Seçmenin çizdiği tabloyu karşımıza alıp baktığımızda görüyoruz ki seçim meydanlarında en ağır fırça darbeleriyle AKP'ye yüklenen üç partinin ortaya çıkardığı manzara AKP'nin iktidardan silineceğidir.
Ancak bu üç ressamın da paletlerinde aynı renklerin tonları bulunurken zıt renkler öne çıkmakta.
Bu zıt renkleri karıştırarak geçici de olsa başka bir tonda anlaşılır mı bilemeyiz.
Bekleyip göreceğiz!
Anladığımız kadarıyla MHP diyor ki; ben HDP ile aynı takımda oynamam. Bu maçın skoru iyi de olsa rövanşını isteriz!..
HDP diyor ki; ben amacıma ulaştım ve kazandım, bundan sonra bize her yol asfalt!..

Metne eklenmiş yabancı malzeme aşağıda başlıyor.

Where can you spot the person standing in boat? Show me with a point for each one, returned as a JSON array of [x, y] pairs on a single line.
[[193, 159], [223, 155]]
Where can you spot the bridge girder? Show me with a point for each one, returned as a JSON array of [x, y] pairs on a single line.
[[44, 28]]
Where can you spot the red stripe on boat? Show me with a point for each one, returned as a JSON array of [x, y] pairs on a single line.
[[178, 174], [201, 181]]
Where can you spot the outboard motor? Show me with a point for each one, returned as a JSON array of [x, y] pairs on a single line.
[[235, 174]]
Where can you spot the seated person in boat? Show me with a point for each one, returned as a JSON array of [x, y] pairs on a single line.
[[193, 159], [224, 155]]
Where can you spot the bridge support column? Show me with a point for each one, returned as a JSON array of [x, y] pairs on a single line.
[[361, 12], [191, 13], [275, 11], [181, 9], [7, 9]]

CHP de diyor ki; tamam, biz ikinci bir maçtan kaçmayız; ama önce şu sahanın çizgilerini tekrar nizami hale getirelim. Herkes gördü ki her üçümüze de yapılan fauller görülmedi. Orta sahada yaptığımız faule penaltı cezası verilirken karşı takımın yaptığı fauller bize ceza olarak verildi. Hakem de karşı taraftandı, sahanın şartları da!.. Bu da yetmezmiş gibi bazı kişiler top bizdeyken sahaya sis bombası atarak engellemeye çalıştılar. Gelin hep beraber şu sahayı normal haline getirelim, ondan sonra bir maç daha yaparız!..

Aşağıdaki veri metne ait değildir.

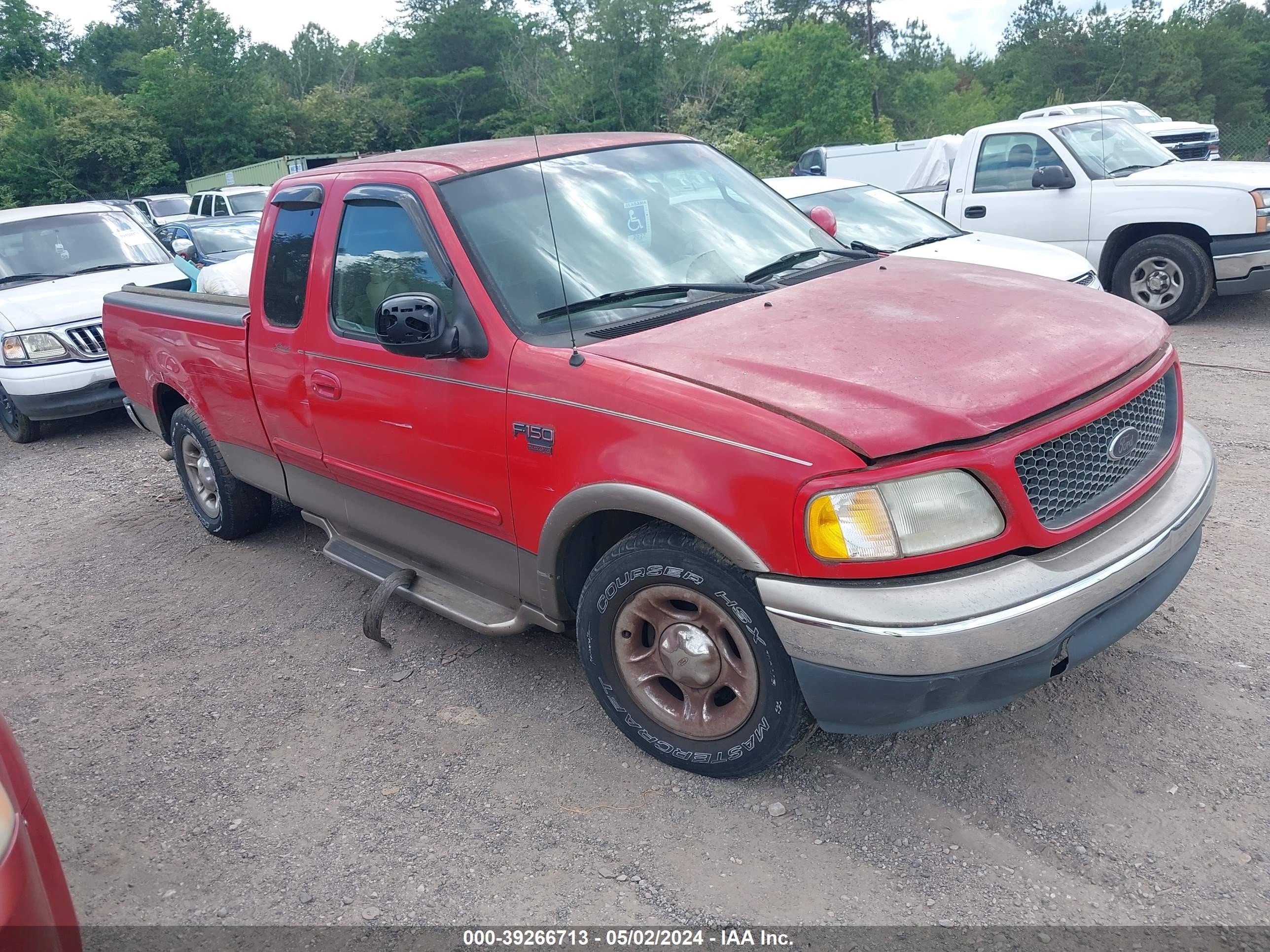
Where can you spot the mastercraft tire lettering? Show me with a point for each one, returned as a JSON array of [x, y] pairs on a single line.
[[682, 658]]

Evet, CHP bu konuda haklı!
Son dakikada atılan bir golle galip gelmişsin. Değişmeyen saha şartlarıyla tekrar oynayıp yenilmenin ne anlamı var ki! Sizleri destekleyen seyircinize yazık değil mi?..
Erzurum'a tekrar dönecek olur isek ve Erzurum'da AKP'nin rakibinin Milliyetçi Hareket Partisi olduğunu söylersek, Erzurum'da değişen bir şey yok! Daha önce AKP'ye giden oyların bir kısmı HDP'ye geçerken, CHP'nin de, milletvekili çıkarmaya zaten yetmeyen oylarından bir kısmı da HDP'ye destek çıkmış! Yani eski tas, eski hamam.
- omer 01 Ocak 1970 02:00
Yazilarinizi merakla takip ediyorum yorumlariniz müthis...
- Dost 01 Ocak 1970 02:00
Erzurumlu günibirlik düşündükçe sonuç değişmez MHP li kapılardan çıkarsağlar ama başka kapıya yumurtlar İnsanlara kişilik,vefa dersi vermek gerekir. Doğrusu bu!